Beatrice Wright


Beatrice Frederika Wright, Lady Wright MBE, née Clough, later Rathbone was an American-born British politician.

Early life

Wright was born in New Haven, Connecticut in the United States on 17 June 1910, her father was an international banker. She came to England as an exchange student at Christ Church, Oxford where she met and in 1932 married John Rathbone, with whom she had two children, including Tim, later MP for Lewes.
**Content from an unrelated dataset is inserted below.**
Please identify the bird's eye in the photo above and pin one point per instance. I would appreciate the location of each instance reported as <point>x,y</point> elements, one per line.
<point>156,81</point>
Her husband was elected in 1935 as Conservative Member of Parliament for Bodmin, but was killed in December 1940 in the Battle of Britain, aged 30. In March 1941 she was elected unopposed as his successor and sat in the Commons for the rest of World War II. She stepped down at the 1945 general election, after becoming the first sitting MP to give birth to a child.

Later life

In 1942, she married Paul Wright, who had a distinguished career as a diplomat and was knighted in 1975. They had one child, and both converted to the Roman Catholic Church.
She served as Vice President of the Royal National Institute for the Deaf from 1978 to 2003. In 1996, she was awarded an MBE.
In 1982, she co-founded the charity Hearing Dogs for Deaf People, along with vet Dr. Bruce Fogle, serving as the charity's President until 1988. The charity's northern training centre, in Bielby, East Riding of Yorkshire, is named the Beatrice Wright Training Centre after her.
An American-born woman would not be elected to Parliament again until 2019, when another Conservative, Joy Morrissey, was elected in that year's general election for Beaconsfield.